"The father of my unborn child didn’t want the baby when we found out I was pregnant. We were only friends with benefits, and now he basically acts like me and the baby don’t exist.
I’m upset because I thought he’d be there for me as he said in the beginning that he’d always step up if he got someone pregnant, but now that I’m six months along, I’m worried. But if he’s not gonna help me raise it, should I ask for child support?"
RELATED QUESTION: Should I Drop the Child Support Case Against My Ex?
TOP ANSWERS (AS SELECTED BY MODERATOR):
“This also happened to me and let me tell you it is SO much easier to just move on with your life and be the absolute best parent you can be. Don’t put him on the birth certificate and don’t take him to court for child support. Best choice of my life not having done that because I don’t have to worry about him trying to pull anything and take my son from me.”
“You were friends with benefits. He probably didn’t sign up for this. Kinda naive to expect something from someone when the situation was clear in the first place. I mean that’s not an excuse for him to have an out but you both were consenting adults and knew what would happen. Prepare to be a single mom.”
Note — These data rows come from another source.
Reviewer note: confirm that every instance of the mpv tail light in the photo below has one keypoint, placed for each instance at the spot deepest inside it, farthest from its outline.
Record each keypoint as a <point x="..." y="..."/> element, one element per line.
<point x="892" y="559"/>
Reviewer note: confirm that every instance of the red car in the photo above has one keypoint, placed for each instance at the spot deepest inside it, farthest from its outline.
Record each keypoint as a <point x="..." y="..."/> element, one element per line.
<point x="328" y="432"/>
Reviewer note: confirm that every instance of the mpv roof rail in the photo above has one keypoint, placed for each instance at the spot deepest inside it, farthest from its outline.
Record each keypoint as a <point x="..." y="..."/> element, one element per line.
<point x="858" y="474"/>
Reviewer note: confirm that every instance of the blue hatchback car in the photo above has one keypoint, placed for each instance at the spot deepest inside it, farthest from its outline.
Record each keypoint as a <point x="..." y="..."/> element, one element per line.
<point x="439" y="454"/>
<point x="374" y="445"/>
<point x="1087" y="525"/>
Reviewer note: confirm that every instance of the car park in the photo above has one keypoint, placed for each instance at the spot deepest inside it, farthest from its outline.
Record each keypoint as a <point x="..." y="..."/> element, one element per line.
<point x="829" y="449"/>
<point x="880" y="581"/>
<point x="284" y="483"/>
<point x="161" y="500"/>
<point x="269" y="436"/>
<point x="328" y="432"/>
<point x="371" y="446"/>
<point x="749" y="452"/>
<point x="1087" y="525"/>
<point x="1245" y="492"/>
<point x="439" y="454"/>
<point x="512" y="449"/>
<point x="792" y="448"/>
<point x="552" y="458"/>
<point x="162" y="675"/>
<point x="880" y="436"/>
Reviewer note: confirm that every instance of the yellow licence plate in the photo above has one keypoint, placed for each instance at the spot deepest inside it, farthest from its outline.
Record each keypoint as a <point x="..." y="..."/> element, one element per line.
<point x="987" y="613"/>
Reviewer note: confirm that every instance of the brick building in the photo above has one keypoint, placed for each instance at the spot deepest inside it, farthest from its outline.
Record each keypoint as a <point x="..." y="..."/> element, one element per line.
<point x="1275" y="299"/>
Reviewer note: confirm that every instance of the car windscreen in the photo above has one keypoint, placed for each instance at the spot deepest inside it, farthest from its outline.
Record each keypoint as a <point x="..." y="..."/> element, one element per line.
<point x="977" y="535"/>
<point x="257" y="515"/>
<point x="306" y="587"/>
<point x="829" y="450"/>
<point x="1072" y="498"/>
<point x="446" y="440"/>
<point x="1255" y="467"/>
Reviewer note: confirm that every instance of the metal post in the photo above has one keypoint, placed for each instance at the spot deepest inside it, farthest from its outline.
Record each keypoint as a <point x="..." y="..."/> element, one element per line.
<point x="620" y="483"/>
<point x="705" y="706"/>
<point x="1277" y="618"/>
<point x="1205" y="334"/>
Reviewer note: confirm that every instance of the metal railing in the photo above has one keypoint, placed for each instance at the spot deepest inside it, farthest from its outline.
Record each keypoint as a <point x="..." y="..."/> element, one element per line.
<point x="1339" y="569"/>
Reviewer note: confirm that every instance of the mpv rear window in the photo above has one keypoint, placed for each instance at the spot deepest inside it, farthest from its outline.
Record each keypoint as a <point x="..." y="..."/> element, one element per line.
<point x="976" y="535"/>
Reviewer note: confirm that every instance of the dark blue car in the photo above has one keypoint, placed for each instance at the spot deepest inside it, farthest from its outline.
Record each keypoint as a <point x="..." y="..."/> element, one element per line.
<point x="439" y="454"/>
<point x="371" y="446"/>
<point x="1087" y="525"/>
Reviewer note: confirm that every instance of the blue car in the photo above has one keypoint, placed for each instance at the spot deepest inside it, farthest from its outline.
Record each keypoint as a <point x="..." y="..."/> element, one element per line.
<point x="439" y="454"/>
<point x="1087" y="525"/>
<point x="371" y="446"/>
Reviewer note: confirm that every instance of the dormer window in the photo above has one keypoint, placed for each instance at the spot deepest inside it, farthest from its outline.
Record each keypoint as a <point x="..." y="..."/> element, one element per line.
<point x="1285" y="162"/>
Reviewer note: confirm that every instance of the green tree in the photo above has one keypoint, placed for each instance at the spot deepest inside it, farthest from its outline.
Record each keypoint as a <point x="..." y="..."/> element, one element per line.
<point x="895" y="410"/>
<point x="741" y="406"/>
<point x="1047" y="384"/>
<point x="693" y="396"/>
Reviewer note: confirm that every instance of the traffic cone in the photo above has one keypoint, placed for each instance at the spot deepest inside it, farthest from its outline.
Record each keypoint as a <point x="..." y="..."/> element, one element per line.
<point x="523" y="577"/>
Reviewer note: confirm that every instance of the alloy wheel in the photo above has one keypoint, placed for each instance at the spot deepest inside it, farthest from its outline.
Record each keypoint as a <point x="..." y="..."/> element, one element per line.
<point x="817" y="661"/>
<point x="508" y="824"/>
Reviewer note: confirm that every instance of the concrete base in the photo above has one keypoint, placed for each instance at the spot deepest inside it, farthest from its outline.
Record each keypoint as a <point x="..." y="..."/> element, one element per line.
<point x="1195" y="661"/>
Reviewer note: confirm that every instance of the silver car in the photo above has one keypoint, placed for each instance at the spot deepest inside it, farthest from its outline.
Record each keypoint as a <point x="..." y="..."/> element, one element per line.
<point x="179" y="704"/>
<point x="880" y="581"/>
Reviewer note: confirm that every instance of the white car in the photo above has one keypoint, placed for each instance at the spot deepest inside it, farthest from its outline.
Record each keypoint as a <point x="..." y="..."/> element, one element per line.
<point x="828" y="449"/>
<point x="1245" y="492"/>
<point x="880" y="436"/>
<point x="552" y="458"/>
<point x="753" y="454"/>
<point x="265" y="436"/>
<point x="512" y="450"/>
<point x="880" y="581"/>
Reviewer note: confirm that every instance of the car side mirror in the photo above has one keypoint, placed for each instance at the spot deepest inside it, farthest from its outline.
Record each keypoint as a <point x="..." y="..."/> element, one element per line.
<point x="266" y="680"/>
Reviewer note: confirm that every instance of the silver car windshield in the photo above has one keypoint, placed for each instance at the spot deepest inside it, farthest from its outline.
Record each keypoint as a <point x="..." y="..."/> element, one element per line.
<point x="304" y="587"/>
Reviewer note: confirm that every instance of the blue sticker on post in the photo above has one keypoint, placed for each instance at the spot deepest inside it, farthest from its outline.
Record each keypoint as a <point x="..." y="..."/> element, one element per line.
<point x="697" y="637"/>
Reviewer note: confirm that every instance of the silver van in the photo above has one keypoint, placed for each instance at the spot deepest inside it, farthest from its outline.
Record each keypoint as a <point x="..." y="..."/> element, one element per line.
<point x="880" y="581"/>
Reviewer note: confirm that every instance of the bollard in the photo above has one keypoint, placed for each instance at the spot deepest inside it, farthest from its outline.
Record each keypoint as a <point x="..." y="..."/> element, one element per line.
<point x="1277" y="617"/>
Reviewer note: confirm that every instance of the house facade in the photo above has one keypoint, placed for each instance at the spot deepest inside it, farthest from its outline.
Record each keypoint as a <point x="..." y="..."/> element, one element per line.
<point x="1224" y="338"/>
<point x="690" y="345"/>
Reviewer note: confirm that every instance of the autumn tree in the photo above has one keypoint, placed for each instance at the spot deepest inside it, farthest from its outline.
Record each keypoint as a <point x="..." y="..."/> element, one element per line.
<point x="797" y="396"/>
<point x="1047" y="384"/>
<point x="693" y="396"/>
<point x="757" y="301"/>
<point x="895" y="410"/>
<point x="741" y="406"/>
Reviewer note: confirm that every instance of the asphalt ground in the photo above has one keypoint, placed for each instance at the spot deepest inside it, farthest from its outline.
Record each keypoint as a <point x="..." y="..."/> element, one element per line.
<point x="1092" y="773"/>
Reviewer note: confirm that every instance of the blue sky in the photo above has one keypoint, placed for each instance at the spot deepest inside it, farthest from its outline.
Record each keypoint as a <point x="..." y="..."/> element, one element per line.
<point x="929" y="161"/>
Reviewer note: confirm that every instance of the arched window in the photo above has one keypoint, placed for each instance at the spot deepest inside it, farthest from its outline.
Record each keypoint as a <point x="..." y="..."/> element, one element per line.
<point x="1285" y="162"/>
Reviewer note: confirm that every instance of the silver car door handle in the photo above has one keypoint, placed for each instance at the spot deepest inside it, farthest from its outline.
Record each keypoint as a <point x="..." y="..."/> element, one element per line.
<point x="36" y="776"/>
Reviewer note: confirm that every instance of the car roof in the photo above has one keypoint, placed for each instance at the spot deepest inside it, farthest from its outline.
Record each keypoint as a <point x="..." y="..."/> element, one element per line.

“You were a friend with benefits. If you wanted to lock you down, he would have. Please, just leave it. For the child’s sake. You don’t want his permission for every choice you make for the child. He has made his feelings clear. Move on. Be the best mother you can be.”
“Honestly, I’m going through this right now too. The baby is a depo baby and I knew going into it he didn’t want kids so I wasn’t shocked when he chose not to be involved. Cut your losses and just raise baby the best you can. Just because you file doesn’t mean he will pay it. I have no intention of filing or putting him on the birth cerificate. That was his choice so I’m honoring it. And trust me, it’s a lot easier that way down the line.”
“The father of my son told me he ruined his life. I was 21, my son is now 10 and we have had an amazing man who has been his daddy since he was 2. We don’t deal with child support or anything because if he didn’t want to be a part of it I didn’t want him providing us money so he could decide one day he had rights. It worked for us. My son doesn’t have daddy issues, but I’ve also always been honest with him about it. Things don’t always work.out the way you plan hun but its not always a bad thing.”
“If he doesn’t want to man up to be a dad, tell him to sign the papers and give all rights to you. No responsibility to you or your blessing and move on. Keep your head up and keep moving. You will be blessed with or without him.”